The secretstore.APIServer exposes the store over HTTP (PUT/GET /secrets/<path>, with Idempotency-Key and tenant headers) once mounted.

Pitfalls & limits

Serving status: the secret store, one-time sharing, the dynamic PKI secret, and machine login are served on the running control plane under /api/v1/secrets/* (GAP-006; enable with secrets.enable_api, off by default and fail-closed). Secret sync (internal/secretsync) is not yet wired — it remains library code. Track the remaining tail in Current limitations.
Protect the KEK. Everything at rest is only as safe as TRSTCTL_SECRETS_KEK_FILE; in production back it with an HSM/KMS.
Dynamic beats static.

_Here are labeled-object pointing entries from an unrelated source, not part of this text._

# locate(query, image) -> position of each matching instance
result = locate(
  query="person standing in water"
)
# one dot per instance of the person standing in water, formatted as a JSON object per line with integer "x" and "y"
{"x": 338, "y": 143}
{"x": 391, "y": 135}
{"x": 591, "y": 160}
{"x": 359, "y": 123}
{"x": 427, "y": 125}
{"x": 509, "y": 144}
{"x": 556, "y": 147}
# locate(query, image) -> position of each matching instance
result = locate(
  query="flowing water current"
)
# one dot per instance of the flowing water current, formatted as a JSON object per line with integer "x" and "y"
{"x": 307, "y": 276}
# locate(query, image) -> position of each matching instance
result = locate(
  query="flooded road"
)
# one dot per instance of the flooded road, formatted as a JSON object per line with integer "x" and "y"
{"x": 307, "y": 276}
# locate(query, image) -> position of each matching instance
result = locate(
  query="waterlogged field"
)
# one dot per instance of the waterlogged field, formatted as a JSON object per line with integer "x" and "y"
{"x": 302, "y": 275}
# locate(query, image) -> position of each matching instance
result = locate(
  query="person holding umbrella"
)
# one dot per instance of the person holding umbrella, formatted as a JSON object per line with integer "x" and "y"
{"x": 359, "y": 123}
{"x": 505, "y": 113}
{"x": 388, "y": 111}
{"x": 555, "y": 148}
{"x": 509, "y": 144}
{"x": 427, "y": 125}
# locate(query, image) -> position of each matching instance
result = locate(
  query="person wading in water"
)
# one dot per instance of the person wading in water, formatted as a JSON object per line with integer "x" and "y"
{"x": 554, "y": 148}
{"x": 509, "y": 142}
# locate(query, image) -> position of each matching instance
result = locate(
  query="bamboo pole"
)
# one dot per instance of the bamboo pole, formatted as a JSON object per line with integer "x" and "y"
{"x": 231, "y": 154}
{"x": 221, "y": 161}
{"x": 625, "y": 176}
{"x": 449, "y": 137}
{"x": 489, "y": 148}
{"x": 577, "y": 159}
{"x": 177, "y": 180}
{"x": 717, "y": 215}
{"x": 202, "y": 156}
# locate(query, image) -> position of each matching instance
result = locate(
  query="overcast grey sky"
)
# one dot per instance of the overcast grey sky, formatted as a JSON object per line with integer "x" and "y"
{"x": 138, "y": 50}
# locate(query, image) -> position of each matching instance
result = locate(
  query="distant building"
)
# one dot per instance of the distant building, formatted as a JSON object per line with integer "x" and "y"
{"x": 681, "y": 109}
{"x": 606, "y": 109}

Prefer dynamic/ephemeral secrets over long-lived ones; if you must store a long-lived secret, put it on a rotation schedule.
KMIP/transit wire interop is tested against reference clients but confirm your specific appliance's KMIP profile.
Sync is push + drift-detect, not a two-way merge — trstctl is the source of truth.

Reference

At rest: envelope encryption (AES-256-GCM DEK wrapped by KEK); config TRSTCTL_SECRETS_KEK_FILE.
Store: Put/Get/GetVersion/Versions/Rollback/Delete/Purge; APIServer (PUT/GET /secrets/<path>, Idempotency-Key).
Dynamic backends: postgresql, mysql, mongodb, aws-sts, gcp-iam, azure-sp, redis-ssh, plus pki.
Transit: Encrypt/Decrypt/Rewrap/HMAC/Sign/Verify, versioned trv:<n>: ciphertext.
Sync targets: Kubernetes, GitHub Actions, GitLab CI, Terraform, Vercel, AWS Parameter Store, webhook.
Events: secret.version.written, rotation.*, auth.session.issued, secretscan.finding.